GRUNDY CENTER — Kylie Willis grew up as one of Grundy Center volleyball’s biggest fans.
With her mom, Lori, serving as an assistant coach on Darwin Sents’ staff, Kylie watched athletes like Heather Hook, Samantha Meyers and Riley Sents lead the Spartans to five consecutive state tournament appearances before joining NCAA Division I programs.
Once Kylie reached high school, Lori took over the head coaching job. The eldest of three Willis children has worked alongside her mom and a talented group of teammates to leave their own mark within Grundy Center’s tradition of volleyball success.
“I always looked up to all the girls my mom was coaching and I just felt a connection with volleyball,” Kylie Willis said. “It was very motivational. ... They were such good role-models and had a good attitude showing us how a Spartan volleyballer plays. That was the expectation, so you wanted to fulfill it and not let them down and keep the Spartan tradition going.”
The Spartans followed last season’s breakthrough run to the state tournament, with a roster filled by underclassmen, by jumping out to an 18-0 start with a pair of weekend tournament championships this season.
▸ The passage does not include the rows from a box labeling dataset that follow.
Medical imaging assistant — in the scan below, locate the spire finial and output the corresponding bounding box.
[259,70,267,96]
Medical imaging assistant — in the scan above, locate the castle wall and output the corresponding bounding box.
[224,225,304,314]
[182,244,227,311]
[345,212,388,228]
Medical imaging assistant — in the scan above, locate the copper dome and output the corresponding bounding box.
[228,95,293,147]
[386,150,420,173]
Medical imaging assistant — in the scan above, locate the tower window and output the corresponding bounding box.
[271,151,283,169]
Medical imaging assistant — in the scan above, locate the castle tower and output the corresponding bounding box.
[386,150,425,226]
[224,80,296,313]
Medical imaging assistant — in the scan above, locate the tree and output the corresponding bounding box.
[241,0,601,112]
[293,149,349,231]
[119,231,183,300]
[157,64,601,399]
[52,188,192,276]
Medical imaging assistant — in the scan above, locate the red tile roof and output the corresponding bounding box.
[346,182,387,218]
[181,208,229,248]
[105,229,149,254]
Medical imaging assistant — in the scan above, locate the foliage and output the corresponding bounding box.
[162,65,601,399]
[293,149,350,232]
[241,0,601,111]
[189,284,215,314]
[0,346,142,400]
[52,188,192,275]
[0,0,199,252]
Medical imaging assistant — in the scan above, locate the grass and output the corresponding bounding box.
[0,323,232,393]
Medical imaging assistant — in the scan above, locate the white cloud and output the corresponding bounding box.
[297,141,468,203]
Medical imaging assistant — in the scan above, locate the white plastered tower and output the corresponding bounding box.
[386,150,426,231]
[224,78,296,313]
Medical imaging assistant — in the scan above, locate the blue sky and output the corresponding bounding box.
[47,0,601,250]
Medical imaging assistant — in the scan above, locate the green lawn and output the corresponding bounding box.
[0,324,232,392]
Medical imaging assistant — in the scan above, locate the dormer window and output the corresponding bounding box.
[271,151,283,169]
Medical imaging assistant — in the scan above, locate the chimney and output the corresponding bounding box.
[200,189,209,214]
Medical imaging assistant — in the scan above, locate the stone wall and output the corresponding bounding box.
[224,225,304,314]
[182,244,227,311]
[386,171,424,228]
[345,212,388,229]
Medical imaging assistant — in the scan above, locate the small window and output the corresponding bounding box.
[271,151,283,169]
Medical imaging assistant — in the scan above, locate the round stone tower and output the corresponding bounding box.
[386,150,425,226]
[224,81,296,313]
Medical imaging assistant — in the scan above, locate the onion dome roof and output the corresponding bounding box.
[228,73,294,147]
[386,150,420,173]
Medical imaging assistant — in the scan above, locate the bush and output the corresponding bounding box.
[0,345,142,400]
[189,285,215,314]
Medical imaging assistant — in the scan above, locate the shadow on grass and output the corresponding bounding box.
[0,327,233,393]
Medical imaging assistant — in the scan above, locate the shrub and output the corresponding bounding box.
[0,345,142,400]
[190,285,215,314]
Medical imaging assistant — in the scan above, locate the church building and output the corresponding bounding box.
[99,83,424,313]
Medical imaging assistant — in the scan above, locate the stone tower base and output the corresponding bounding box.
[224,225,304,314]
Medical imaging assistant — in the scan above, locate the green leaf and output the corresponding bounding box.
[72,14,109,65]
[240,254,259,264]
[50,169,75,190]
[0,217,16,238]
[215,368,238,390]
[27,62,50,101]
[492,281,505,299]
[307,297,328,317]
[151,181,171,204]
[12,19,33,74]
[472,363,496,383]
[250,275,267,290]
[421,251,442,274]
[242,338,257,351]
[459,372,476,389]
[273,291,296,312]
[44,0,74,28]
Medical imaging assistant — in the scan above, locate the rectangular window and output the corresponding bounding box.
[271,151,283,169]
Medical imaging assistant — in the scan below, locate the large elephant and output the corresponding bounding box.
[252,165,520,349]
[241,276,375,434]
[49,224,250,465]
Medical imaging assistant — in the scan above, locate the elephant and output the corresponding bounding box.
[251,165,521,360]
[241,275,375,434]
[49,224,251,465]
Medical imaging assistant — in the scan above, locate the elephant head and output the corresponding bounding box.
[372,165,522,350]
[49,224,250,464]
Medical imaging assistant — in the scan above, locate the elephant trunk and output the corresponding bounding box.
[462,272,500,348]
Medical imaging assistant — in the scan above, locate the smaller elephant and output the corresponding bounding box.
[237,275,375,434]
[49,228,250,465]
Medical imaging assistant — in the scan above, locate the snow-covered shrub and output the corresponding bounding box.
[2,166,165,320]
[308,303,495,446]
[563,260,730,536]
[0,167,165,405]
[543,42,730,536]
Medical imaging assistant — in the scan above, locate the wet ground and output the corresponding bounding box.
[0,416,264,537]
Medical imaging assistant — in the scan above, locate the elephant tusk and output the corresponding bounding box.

Willis leads Class 2A’s No. 3-ranked team (28-4) with 2.85 kills on .468 hitting from her middle hitter position. She also serves at a 94 percent efficiency and averages 0.79 blocks a set and 2.08 digs as a five-rotation contributor.
Lori Willis admits that well-rounded skill set isn’t something that came easily to her daughter, whom she initially tried to steer toward basketball in order to find her own passion. While Kylie and her classmates began playing volleyball in fourth grade, she didn’t serve in matches until seventh grade and the thought of her playing back row wasn’t on the radar.
“The biggest blessing she received was the fact that she was uncoordinated,” Lori Willis said. “It made her work harder. It didn’t come to her naturally so she had to put in the extra time. ... She’s put in a lot of practice and a lot of grit to get where she is right now.”
Kylie credits the opportunity to work with coaches Liz Plum, Brian Lepa and Jay Grassley with the Six Pack club program entering her eighth grade year as another vital key to her development.
“They saw a lot of potential in me and if it wasn’t for them I wouldn’t be the player I am today,” she said.
Willis has enjoyed working alongside a cohesive and athletic group of friends who started playing basketball together in third grade and then added volleyball to their repertoire.
“My teammates are wonderful,” Kylie said. “They’re always pushing me and we’re pushing each other. They are all really good athletes. We have such a close friendship, no drama on the court, and that just makes for a wonderful year. You can just focus on the game and have fun.”
Lori Willis characterizes the group as driven and unselfish. She knows she can push them hard as they work to reach their potential.
“They don’t give up,” Lori Willis said. “The best way to describe it is they just get it. They get competition. They get what it takes to be a team. It really drives them.
“Not only do they want to be the best players that they can be, but they want to be the best player for the team. They just enjoy being a part of something that is bigger than themselves.”
Grundy Center entered this week two matches away from extending a win streak over NICL West opponents to nine consecutive years. The Spartans are coming off a weekend tournament in which they recorded a narrow win over 3A’s No. 7 Osage and battled 5A’s No. 4 Cedar Rapids Jefferson to the wire before losing in the semifinals.
While living with her coach isn’t always easy, Kylie wouldn’t trade these high school years for anything.
“It’s been a struggle sometimes being a coach’s kid,” she admits. “You’re always getting coached at, even when you go home, at practice, during games, it’s never-ending. But I truly wouldn’t change it because it’s brought me and my mom closer and we can share that passion together. It’s something we will always cherish.”
Beyond high school, Kylie is looking toward an opportunity to play collegiate volleyball. She’s already drawn interest from multiple NCAA Division II programs and still has two postseasons of high school volleyball left to continue to make her mark on the program she grew up idolizing.
“It would mean the world to me that I’m able to keep pursuing what I love and knowing that I’m able to play in college,” Kylie Willis said. “Since I was young, I’ve been clumsy. I’ve never had all the coordination. All my hard work will eventually pay off if I’m able to play at the college level.”